Bacaan I: Ibr. 4:1-5.11; Mazmur: 78:3.4bc.6c-7.8; R:7c; PEKAN BIASA I (H) St.Hilarius;

Selang beberapa hari sesudah Yesus datang ke Kapernaum, tersiarlah kabar, bahwa Ia ada di rumah. Maka datanglah orang-orang berkerumun sehingga tidak ada lagi tempat, bahkan di muka pintu pun tidak. Sementara Ia memberitakan firman kepada mereka, ada orang-orang datang membawa kepada-Nya seorang lumpuh, digotong oleh empat orang. Tetapi mereka tidak dapat membawanya kepada-Nya karena orang banyak itu, lalu mereka membuka atap yang di atas-Nya, sesudah terbuka mereka menurunkan tilam, tempat orang lumpuh itu terbaring.

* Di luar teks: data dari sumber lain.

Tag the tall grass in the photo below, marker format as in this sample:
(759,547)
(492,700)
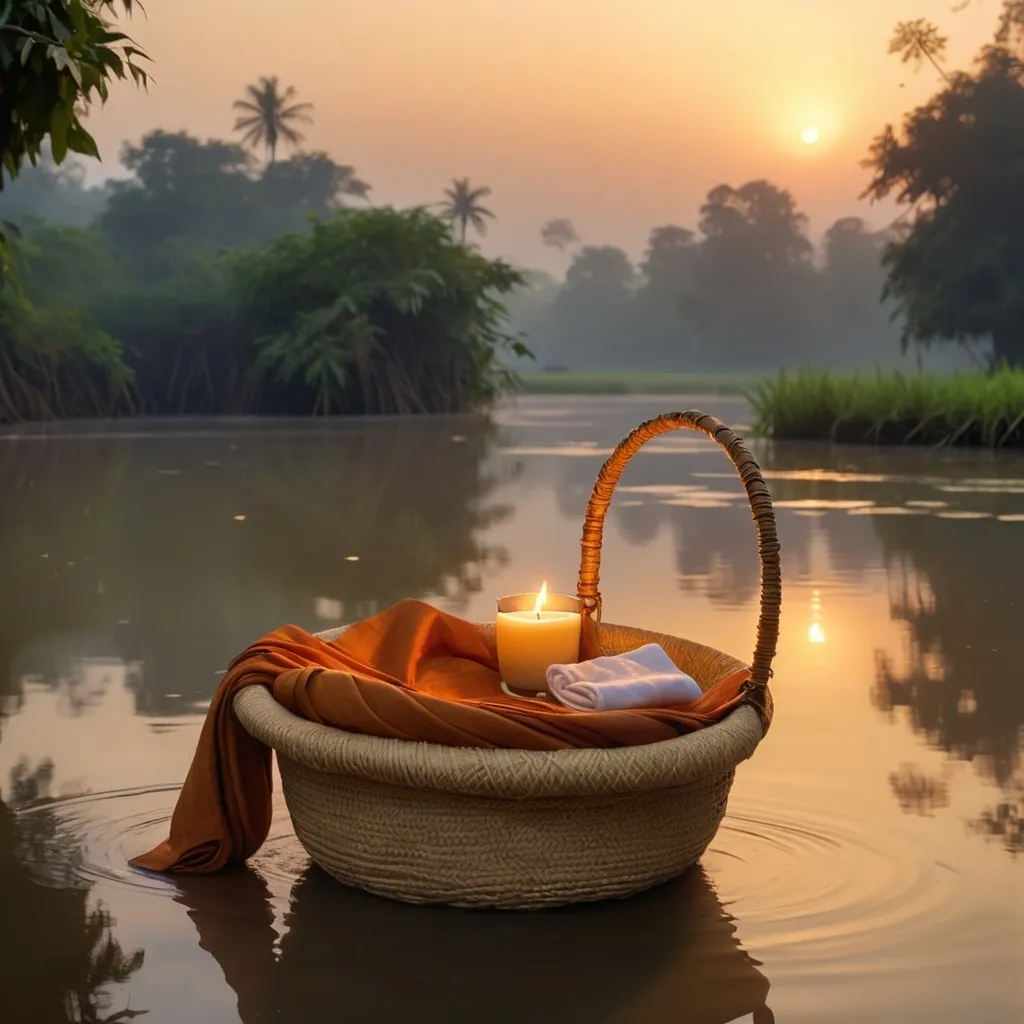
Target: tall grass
(893,408)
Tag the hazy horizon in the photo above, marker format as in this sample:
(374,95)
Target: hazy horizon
(620,116)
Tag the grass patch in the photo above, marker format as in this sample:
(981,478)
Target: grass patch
(973,409)
(656,382)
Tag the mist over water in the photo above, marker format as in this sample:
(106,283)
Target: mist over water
(872,845)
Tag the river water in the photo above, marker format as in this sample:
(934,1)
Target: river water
(871,863)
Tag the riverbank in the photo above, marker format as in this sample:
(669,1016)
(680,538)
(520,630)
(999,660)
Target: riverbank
(652,382)
(975,410)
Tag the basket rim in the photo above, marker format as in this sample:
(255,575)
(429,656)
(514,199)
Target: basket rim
(501,772)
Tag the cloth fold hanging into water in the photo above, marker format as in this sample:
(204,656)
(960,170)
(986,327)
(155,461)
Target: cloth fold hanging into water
(412,672)
(642,678)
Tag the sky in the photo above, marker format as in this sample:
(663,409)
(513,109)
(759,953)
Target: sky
(620,115)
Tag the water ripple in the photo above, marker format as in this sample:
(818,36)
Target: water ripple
(820,885)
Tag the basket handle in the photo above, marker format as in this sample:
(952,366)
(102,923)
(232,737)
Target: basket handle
(757,492)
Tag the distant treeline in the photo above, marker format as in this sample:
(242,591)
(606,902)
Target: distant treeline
(745,291)
(209,283)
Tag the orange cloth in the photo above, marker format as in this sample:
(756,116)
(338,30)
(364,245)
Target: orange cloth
(413,672)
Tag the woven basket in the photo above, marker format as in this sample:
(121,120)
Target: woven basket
(428,823)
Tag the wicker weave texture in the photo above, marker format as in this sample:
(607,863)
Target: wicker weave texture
(424,846)
(427,823)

Ketika Yesus melihat iman mereka, berkatalah la kepada orang lumpuh itu: “Hai anak-Ku, dosamu sudah diampuni!” Tetapi di situ ada juga duduk beberapa ahli Taurat, mereka berpikir dalam hatinya: “Mengapa orang ini berkata begitu? Ia menghujat Allah. Siapa yang dapat mengampuni dosa selain dari pada Allah sendiri?” Tetapi Yesus segera mengetahui dalam hati-Nya, bahwa mereka berpikir demikian, lalu Ia berkata kepada mereka: “Mengapa kamu berpikir begitu dalam hatimu? Manakah lebih mudah, mengatakan kepada orang lumpuh ini:

Dosamu sudah diampuni, atau mengatakan: Bangunlah, angkatlah tilammu dan berjalan? Tetapi supaya kamu tahu, bahwa di dunia ini Anak Manusia berkuasa mengampuni dosa” -berkatalah Ia kepada orang lumpuh itu-: “Kepadamu Kukatakan, bangunlah, angkatlah tempat tidurmu dan pulanglah ke rumahmu!” Dan orang itu pun bangun, segera mengangkat tempat tidurnya dan pergi ke luar di hadapan orang-orang itu, sehingga mereka semua takjub lalu memuliakan Allah, katanya: “Yang begini belum pernah kita lihat.”

.

renungan harian hari ini

.

Renungan Harian Hari Ini 13 Januari 2023, Bacaan Injil

Sangat mengesankanlah empat orang yang menggotong seorang lumpuh dalam Bacaan Injil hari ini. Karena mereka, si lumpuh dapat bertemu dan disembuhkan oleh Yesus. Keempat orang ini sangat gigih dan kreatif. Mereka berusaha supaya si lumpuh bisa terbantu. Si lumpuh sendiri tidak bisa membantu dirinya untuk bertemu Yesus apalagi di tengah kerumunan yang padat. Usaha para penggotong yang gigih itu dengan mengatasi segala rintangan sungguh membuahkan hasil. Si lumpuh bisa sampai di hadapan Yesus.

Menarik bahwa Kitab Suci menceritakan bahwa “ketika Yesus melihat iman mereka…,” artinya iman keempat yang menggotong si lumpuh, Yesus bertindak dan menyembuhkan si lumpuh. Kisah ini menunjukkan bahwa usaha seseorang atau doa seseorang/beberapa orang mampu menyelamatkan orang lain. Ada orang-orang yang “lumpuh” entah secara fisik atau rohani bisa menjadi kuat/sembuh berkat dorongan, usaha, kreativitas, dan doa orang lain terutama yang akrab dan dekat dengan dia.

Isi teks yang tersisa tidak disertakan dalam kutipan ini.